Forward. The following analysis produces a negative result, something that happens a lot in experiments in all fields of research. It has been included to illustrate the importance of checking the statistical power of an experiment, i.e., how likely the experiment will detect an effect if one is present; it is very easy to fall into the trap of thinking that because lots of tests were done any effect that exists will be detected.
The authors ran an interesting experiment which as far as I know is the only published empirical analysis of intermittent software faults (please let me know if you are aware of other work) and made some mistakes in their statistical analysis. I have made plenty of mistakes in experiments I have run, some of which have found there way into the published write up. The key attribute of an experimentalist is to learn and move on.
A fault does not always noticeably change the behavior of a program when it is executed, apparently correct program execution can occur in the presence of serious faults.
A study by Syed, Robinson and Williams <book Syed_10> investigated how the number of noticeable failures caused by known faults in Mozilla’s Firefox browser varied with processor speed, system memory, hard disc size and system load. A total of 11 known faults causing intermittent failure were selected and nine different hardware configurations were selected.
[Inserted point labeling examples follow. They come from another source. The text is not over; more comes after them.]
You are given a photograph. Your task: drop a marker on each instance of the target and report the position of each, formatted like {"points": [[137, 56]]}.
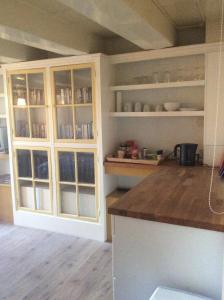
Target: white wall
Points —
{"points": [[214, 93], [149, 254]]}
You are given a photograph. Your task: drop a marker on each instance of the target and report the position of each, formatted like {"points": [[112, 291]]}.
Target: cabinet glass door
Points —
{"points": [[29, 105], [76, 183], [33, 179], [64, 105], [74, 101]]}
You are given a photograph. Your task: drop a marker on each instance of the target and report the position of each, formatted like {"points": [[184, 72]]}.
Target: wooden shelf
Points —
{"points": [[128, 169], [199, 113], [152, 86]]}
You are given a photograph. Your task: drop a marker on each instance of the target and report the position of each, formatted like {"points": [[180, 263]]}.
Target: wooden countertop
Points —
{"points": [[176, 195]]}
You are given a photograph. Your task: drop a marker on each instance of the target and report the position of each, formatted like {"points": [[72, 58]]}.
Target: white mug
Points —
{"points": [[146, 108], [138, 107], [128, 107]]}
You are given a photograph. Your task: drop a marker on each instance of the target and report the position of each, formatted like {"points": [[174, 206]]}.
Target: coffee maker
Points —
{"points": [[187, 154]]}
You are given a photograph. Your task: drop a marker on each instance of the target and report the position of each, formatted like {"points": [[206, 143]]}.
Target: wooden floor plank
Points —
{"points": [[40, 265]]}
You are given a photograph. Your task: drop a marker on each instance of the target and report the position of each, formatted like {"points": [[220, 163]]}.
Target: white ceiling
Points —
{"points": [[69, 16], [190, 12]]}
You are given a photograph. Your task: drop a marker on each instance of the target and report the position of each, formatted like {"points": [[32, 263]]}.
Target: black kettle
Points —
{"points": [[187, 154]]}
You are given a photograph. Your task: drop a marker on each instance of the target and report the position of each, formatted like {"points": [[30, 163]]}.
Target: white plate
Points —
{"points": [[188, 109]]}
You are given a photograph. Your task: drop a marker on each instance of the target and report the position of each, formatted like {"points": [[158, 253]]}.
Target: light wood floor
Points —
{"points": [[40, 265]]}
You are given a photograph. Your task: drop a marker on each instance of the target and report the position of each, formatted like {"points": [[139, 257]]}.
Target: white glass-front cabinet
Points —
{"points": [[74, 100], [57, 155], [29, 105], [33, 179], [76, 183]]}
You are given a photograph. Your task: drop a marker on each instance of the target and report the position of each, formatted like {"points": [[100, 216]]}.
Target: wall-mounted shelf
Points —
{"points": [[199, 113], [4, 156], [152, 86]]}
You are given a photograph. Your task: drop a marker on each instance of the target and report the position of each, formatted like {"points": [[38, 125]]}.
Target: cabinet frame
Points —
{"points": [[32, 179], [73, 105], [45, 106], [76, 184]]}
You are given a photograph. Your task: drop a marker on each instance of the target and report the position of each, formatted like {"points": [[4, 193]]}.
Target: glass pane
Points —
{"points": [[2, 106], [40, 159], [87, 202], [63, 90], [38, 121], [19, 89], [67, 166], [84, 122], [85, 167], [36, 89], [3, 136], [21, 122], [83, 86], [26, 194], [43, 196], [65, 123], [68, 199], [24, 163]]}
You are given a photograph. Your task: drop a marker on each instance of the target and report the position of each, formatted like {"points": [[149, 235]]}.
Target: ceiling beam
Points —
{"points": [[12, 52], [139, 21], [24, 24]]}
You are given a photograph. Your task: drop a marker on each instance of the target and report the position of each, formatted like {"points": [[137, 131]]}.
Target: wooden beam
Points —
{"points": [[11, 52], [23, 23], [138, 21]]}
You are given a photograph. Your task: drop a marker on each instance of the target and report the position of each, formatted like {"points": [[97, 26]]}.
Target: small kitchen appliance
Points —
{"points": [[187, 154]]}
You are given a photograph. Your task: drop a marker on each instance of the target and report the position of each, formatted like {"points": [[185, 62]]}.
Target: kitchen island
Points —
{"points": [[165, 234]]}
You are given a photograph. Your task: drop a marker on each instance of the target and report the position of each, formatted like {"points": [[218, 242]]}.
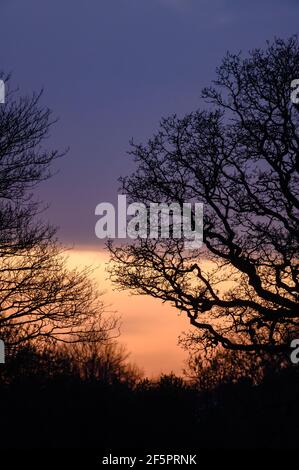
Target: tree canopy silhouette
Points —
{"points": [[40, 297], [239, 157]]}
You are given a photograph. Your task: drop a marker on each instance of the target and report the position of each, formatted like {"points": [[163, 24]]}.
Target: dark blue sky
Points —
{"points": [[111, 69]]}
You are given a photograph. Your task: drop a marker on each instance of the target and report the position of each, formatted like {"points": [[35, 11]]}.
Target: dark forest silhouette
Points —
{"points": [[67, 382]]}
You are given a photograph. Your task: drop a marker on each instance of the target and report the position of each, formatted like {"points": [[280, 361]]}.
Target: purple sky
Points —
{"points": [[111, 69]]}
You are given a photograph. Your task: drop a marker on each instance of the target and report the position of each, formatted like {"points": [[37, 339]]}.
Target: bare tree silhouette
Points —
{"points": [[39, 296], [239, 158]]}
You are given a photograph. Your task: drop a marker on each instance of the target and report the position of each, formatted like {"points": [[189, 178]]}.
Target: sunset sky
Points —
{"points": [[110, 70]]}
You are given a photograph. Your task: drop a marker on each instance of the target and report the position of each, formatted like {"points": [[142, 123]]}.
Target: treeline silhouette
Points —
{"points": [[65, 397]]}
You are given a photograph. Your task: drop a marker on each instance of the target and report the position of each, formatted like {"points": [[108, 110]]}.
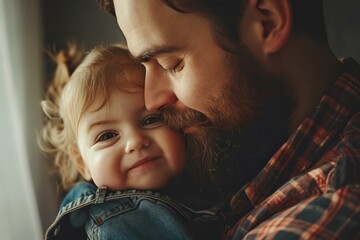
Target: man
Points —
{"points": [[256, 80]]}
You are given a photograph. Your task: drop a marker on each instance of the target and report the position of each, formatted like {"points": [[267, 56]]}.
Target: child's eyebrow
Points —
{"points": [[100, 122]]}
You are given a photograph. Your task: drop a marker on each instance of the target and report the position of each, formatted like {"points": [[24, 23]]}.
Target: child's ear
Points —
{"points": [[268, 22], [79, 163]]}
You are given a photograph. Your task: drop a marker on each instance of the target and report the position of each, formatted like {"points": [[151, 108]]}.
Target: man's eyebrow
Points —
{"points": [[151, 53]]}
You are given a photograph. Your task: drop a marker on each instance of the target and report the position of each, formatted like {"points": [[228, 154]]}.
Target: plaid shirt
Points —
{"points": [[310, 189]]}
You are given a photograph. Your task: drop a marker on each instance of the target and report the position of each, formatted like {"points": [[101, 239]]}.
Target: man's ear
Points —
{"points": [[79, 163], [271, 21]]}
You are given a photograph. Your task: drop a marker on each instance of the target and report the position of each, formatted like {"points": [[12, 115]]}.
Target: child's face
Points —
{"points": [[125, 146]]}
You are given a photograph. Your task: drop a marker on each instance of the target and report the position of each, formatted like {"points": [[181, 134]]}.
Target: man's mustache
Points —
{"points": [[185, 118]]}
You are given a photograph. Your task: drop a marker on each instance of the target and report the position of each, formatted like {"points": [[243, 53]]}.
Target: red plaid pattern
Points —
{"points": [[310, 189]]}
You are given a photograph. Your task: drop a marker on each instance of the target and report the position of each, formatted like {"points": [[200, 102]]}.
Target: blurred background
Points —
{"points": [[28, 201]]}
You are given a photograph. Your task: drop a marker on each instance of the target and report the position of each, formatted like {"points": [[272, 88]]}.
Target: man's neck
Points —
{"points": [[310, 68]]}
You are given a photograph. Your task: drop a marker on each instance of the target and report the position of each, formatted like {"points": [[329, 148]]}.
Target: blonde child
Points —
{"points": [[105, 144]]}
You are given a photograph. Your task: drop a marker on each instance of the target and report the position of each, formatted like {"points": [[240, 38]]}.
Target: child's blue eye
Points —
{"points": [[152, 119], [106, 136]]}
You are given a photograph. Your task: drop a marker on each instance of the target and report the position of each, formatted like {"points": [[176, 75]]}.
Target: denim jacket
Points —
{"points": [[88, 212]]}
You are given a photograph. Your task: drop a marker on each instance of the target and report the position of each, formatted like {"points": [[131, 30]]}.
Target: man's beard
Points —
{"points": [[247, 123]]}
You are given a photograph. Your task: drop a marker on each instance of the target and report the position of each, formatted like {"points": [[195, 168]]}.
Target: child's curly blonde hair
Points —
{"points": [[81, 83]]}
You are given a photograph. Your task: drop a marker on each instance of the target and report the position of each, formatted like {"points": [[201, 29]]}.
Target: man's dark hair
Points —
{"points": [[224, 15]]}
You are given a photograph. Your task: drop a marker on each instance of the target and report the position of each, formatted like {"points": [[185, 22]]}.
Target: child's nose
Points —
{"points": [[136, 141]]}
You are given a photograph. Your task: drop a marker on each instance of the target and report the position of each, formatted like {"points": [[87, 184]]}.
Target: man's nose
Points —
{"points": [[159, 92], [135, 141]]}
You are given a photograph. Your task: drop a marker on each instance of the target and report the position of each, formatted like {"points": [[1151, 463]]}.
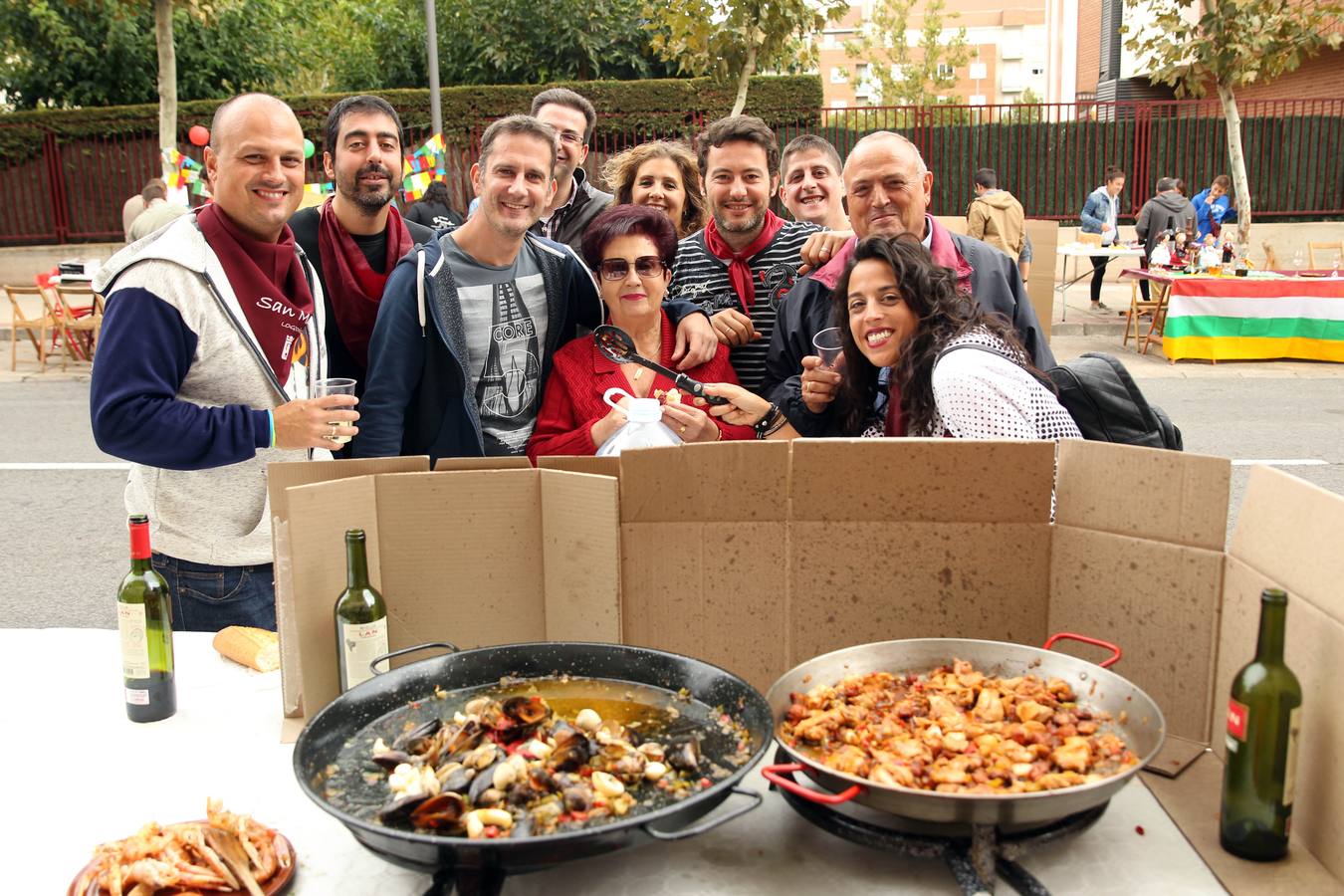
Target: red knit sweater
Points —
{"points": [[580, 375]]}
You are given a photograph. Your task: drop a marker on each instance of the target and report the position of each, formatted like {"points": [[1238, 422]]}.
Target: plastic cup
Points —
{"points": [[335, 385]]}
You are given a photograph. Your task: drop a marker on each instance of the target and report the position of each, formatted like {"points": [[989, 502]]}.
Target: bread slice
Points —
{"points": [[254, 648]]}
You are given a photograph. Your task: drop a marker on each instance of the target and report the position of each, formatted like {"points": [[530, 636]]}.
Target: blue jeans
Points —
{"points": [[208, 598]]}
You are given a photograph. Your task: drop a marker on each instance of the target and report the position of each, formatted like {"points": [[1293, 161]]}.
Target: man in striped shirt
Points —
{"points": [[746, 258]]}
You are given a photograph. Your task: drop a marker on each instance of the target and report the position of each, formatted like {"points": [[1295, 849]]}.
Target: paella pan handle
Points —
{"points": [[714, 822], [387, 657], [775, 774], [1070, 635]]}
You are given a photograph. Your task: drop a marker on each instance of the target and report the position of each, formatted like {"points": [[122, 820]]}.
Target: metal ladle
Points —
{"points": [[617, 345]]}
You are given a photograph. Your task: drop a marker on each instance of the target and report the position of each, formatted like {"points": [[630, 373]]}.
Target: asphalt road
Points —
{"points": [[65, 538]]}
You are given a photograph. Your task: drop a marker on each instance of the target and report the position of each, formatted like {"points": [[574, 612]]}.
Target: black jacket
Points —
{"points": [[806, 311]]}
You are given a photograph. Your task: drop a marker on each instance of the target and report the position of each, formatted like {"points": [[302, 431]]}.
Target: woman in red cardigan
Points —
{"points": [[632, 249]]}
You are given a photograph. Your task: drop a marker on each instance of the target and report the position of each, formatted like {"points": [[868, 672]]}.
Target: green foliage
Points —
{"points": [[917, 80]]}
The conditions required to exhibit each fault were replicated and Firefox was executed 10 times for each of hardware configuration, counting the number of noticeable program failures; the seven faults and nine hardware configurations listed in the table below generated a total of 10*7*9 = 630 different executions (four faults either always or never resulted in an observed failure during the 10 runs).
Data
The following table contains the observed number of failures of Firefox for the given fault number when run on the specified hardware configuration.
Mhz-Mb-Gb | 124750 | 380417 | 410075 | 396863 | 494116 | 264562 | 332330 |
---|---|---|---|---|---|---|---|
667-128-2.5 | 4 | 10 | 6 | 5 | 2 | 3 | 5 |
667-256-10 | 4 | 8 | 8 | 6 | 4 | 3 | 8 |
667-1000-2.5 | 4 | 7 | 3 | 4 | 3 | 1 | 8 |
1000-128-10 | 3 | 10 | 3 | 6 | 0 | 1 | 1 |
1000-256-2.5 | 3 | 9 | 0 | 6 | 0 | 1 | 2 |
1000-1000-10 | 2 | 9 | 4 | 5 | 0 | 0 | 1 |
2000-128-2.5 | 0 | 10 | 5 | 6 | 0 | 0 | 0 |
2000-256-10 | 2 | 8 | 5 | 7 | 0 | 0 | 0 |
2000-1000-10 | 1 | 7 | 3 | 5 | 0 | 0 | 0 |
Predictions made in advance
There is no prior theory suggesting how the selected hardware characteristics might influence the outcome from this experiment. The analysis is based on searching for a pattern in the results and so the significance level needs to be adjusted to take account of the number of possible patterns that could exist (e.g., using the [Bonferroni correction]).
If we simplify the failure counts by labelling them as one of Low/Medium/High, then there are two arrangements of the failure counts (i.e., low/medium/high and high/medium/low) that would result in a strong correlation for cpu_speed, two arrangements for memory and two for disc size; a total of 6 combinations that would result in a strong correlation being found.
The [Bonferroni correction] adjusts the significance level by dividing by the number of tests, in this case 0.05/6 = 0.0083.
If the failure counts occurred in a random order what is the probability of a strong correlation between failure count and one of the hardware attributes being found? Based on the Low/Medium/High labelling scheme there are 9!/(3! 3! 3!) = 1680 combinations of these counts over 9 slots, giving a 1 in 1680/6 = 280 chance of purely random behavior producing a strong correlation.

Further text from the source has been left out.